Come detto le ghiande sono commestibili sia crude che cotte e, previa tostatura, possono essere usate come succedaneo del caffè; seccate e polverizzate, possono essere usate come addensante, tipo fecola di patate, oppure, mescolate a farine di cereali, per fare il pane. Poiché però contengono tannino è consigliabile lavarle accuratamente sotto acqua corrente prima di utilizzarle a fini alimentari; questa procedura, tuttavia, comporta la perdita di buona parte dei sali minerali in esse contenuti. Il metodo tradizionale di prepararle consisteva nel seppellirle in terreno umido e lasciarle così durante tutto l’inverno, dissepellendole poi a primavera, prossime alla germinazione: a quel punto avevano perso gran parte del loro potere astringente.
Per quanto riguarda altri usi si sottolinea un’antica ricetta di un “caffè” fatto con la polvere delle ghiande essiccate, che si dice sia indicato per i problemi di acne giovanile.
Guido Bissanti
Fonti
– Wikipedia, l’enciclopedia libera.
– Treben M., 2000. La Salute dalla Farmacia del Signore, Consigli ed esperienze con le erbe medicinali, Ennsthaler Editore
– Pignatti S., 1982. Flora d’Italia, Edagricole, Bologna.

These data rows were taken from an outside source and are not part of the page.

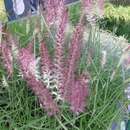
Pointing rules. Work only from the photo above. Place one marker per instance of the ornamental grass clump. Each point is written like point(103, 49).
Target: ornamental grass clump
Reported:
point(54, 80)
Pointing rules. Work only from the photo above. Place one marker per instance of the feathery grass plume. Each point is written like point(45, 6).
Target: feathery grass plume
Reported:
point(27, 65)
point(46, 64)
point(50, 11)
point(79, 94)
point(93, 10)
point(88, 8)
point(7, 57)
point(59, 50)
point(48, 74)
point(73, 57)
point(100, 8)
point(54, 9)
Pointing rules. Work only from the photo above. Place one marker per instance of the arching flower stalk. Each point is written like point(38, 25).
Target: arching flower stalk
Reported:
point(54, 10)
point(93, 10)
point(73, 57)
point(59, 51)
point(7, 57)
point(27, 65)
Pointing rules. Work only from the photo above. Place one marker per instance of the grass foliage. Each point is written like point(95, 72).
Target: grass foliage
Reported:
point(19, 109)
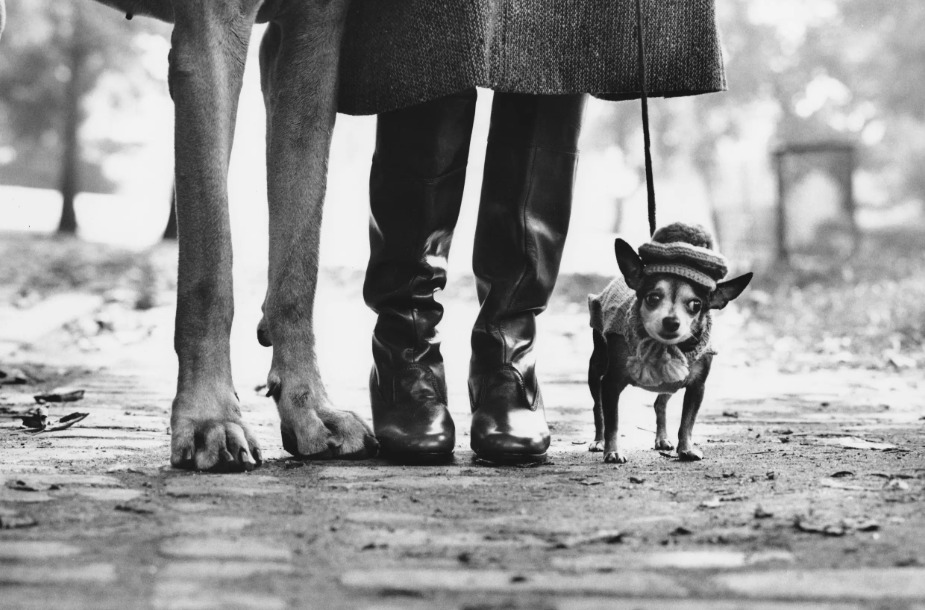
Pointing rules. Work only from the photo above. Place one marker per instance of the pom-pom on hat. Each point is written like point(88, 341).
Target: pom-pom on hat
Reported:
point(686, 251)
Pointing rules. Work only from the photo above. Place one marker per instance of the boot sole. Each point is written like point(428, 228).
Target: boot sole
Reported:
point(417, 459)
point(509, 459)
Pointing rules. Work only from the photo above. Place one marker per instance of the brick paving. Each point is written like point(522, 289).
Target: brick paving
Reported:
point(93, 517)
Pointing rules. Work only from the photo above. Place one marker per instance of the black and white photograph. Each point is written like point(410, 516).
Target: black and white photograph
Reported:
point(462, 304)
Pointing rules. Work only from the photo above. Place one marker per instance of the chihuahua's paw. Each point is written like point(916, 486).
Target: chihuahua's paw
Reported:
point(663, 444)
point(614, 457)
point(694, 454)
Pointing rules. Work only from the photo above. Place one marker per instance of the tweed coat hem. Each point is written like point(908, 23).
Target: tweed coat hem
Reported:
point(398, 53)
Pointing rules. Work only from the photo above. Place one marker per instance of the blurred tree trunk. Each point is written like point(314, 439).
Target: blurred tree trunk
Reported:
point(70, 164)
point(171, 231)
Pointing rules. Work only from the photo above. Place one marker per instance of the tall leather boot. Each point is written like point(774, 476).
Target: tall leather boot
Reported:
point(416, 188)
point(523, 219)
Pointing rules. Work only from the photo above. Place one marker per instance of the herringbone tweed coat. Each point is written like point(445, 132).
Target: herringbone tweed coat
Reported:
point(402, 52)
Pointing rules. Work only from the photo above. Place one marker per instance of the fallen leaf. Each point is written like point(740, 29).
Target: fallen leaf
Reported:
point(815, 527)
point(36, 419)
point(54, 425)
point(143, 508)
point(11, 520)
point(12, 377)
point(835, 484)
point(60, 395)
point(26, 485)
point(853, 442)
point(602, 537)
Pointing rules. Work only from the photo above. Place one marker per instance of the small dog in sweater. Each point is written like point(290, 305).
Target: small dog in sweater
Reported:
point(652, 330)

– Conti F., Abbate G., Alessandrini A., Blasi C. (a cura di), 2005. An annotated checklist of the Italian vascular flora, Palombi Editore.
Attenzione: Le applicazioni farmaceutiche e gli usi alimurgici sono indicati a mero scopo informativo, non rappresentano in alcun modo prescrizione di tipo medico; si declina pertanto ogni responsabilità sul loro utilizzo a scopo curativo, estetico o alimentare.